The signs on the building were cryptic. I still wonder why the first line of the sign on the back of the building said to go to the back of the building to pay. Weren’t we already at the back of the building? I checked Google Maps. We were definitely at the back of the building.
Inside, the cashier had to search for the paperwork. I was grateful that the fee was less than $100.
Outside, we walked up to a gate with a doorbell. Jake pressed the button, but the guard reading some papers didn’t look up. We waited until Jake figured out that he hadn’t pressed the button hard enough. The car was in row K back by the fence.
Jake got to the car first. He was eager to get home, pick up some friends, and go to the fall musical for his theater arts class assignment. Getting home would take a little while longer.
When I started the car and drove forward, we heard a scraping sound. I drove slowly toward the guard, who heard us coming and watched. I rolled down the window and asked him what to do. He told me to drive through the lot exit, go back into the building, and ask for help. I drove slowly around — what was that scraping sound — parked the car, and went in.
This time, several people were in line. I waited. The cashier told me to take a seat. Someone would be out to help. I was tired by this point and happy to sit for a few minutes. For a second, I wondered if I was about to be scammed. I practiced mindfulness.
Back at the car with help, I didn’t see Jake in the passenger seat. I experienced a fear that only an anxiety-prone mother with a kid recently discharged from a psychiatric hospital could feel. I opened the car door and wildly looked around. He was crouched on the second row of seats wolfing down the food he had irritably rejected earlier because of his Raw-Till-Four diet. He saw how alarmed I was and sheepishly said that he was very hungry. I laughed.
The woman looked under the car near the tires but didn’t see anything. I had done that and didn’t see anything. I backed up the car so she could hear the scraping sound. She got a flashlight, looked under the middle front of the car, and said she would call someone. There was a lot of waiting between the flashlight and the call for help.
The rain had stopped earlier. The moon was up. It was a nice night.
A flat-bed tow truck arrived, and a very tall, very black man wearing a jacket and knit cap got out. I backed the car up so he could hear the scrape. He asked me to turn off the car, and I felt foolish that I hadn’t thought of that myself. He slid under the front and looked around for a while. He slid back out and said something about plastic hanging, tow trucks, a screwdriver, and a screw. He slid back under the car and did some stuff that looked challenging.

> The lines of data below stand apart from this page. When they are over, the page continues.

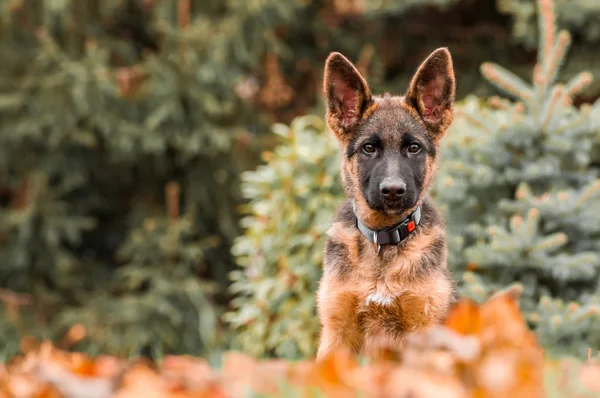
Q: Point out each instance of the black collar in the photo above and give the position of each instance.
(392, 235)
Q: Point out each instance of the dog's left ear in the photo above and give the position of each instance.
(432, 89)
(346, 92)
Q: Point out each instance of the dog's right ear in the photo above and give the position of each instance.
(346, 92)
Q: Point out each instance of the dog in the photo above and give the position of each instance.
(385, 271)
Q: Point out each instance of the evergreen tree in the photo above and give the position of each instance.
(521, 192)
(518, 183)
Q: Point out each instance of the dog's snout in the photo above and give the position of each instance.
(392, 189)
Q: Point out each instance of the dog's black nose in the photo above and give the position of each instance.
(392, 189)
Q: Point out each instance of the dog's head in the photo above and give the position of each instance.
(390, 142)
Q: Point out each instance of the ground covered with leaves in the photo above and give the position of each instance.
(482, 350)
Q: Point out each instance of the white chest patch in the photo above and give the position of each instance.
(380, 299)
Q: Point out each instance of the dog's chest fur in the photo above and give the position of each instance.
(405, 288)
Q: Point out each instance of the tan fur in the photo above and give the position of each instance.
(370, 300)
(417, 302)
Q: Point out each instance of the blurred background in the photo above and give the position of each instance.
(166, 176)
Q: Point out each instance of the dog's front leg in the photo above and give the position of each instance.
(338, 313)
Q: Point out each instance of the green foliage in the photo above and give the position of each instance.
(96, 118)
(518, 184)
(291, 200)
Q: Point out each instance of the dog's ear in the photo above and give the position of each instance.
(346, 92)
(432, 89)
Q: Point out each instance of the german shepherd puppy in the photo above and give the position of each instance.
(385, 260)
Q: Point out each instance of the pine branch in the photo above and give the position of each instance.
(546, 29)
(557, 57)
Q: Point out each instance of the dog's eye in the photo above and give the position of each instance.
(368, 149)
(414, 148)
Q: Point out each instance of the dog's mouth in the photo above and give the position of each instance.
(394, 207)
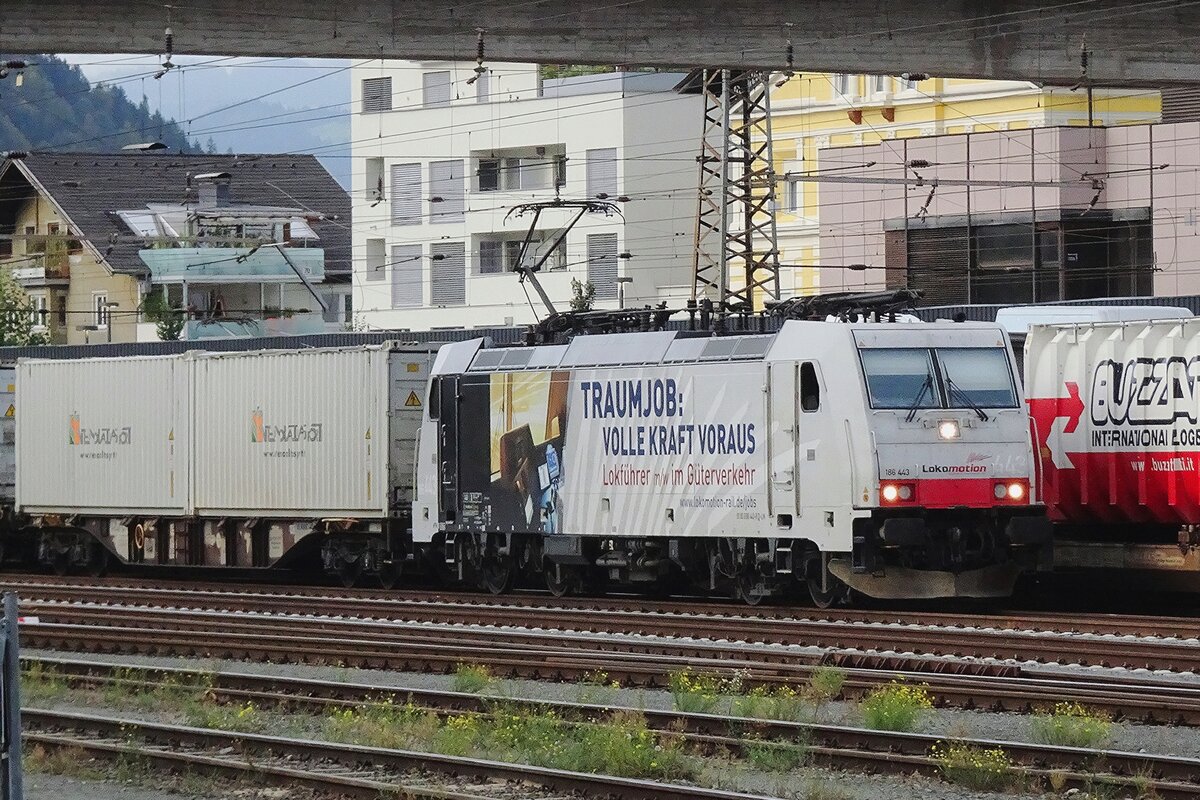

Eventually he slid out and stood up, successful.
I looked at him, smiled, and said thank you. Then I took off my glove and reached out my hand to shake his. “My hands are dirty,” he said, “from under the car.”
“I don’t care,” I replied. We shook, and he gently squeezed my fingers. His hands were gigantic and gentle and warm and human. Men with lesser hands use that firm handshake that causes pain they don’t notice.
One part of myself spoke to another saying that he could have been released from prison last week after serving time for manslaughter or some other crime. And another part said what does it matter? He just helped me, and I’m grateful.
I thought about being a white, sixty-year-old woman from the suburbs, wearing an expensive coat bought in better times and at a steep discount from Rue La La. I thought about Trayvon Martin and Ferguson, Missouri. I thought about my transgender son and what might happen to him out in the world.
It costs nothing to act from a place of love. It costs nothing to love your kids, regardless of whether their gender is what you think it should be. What costs is not loving.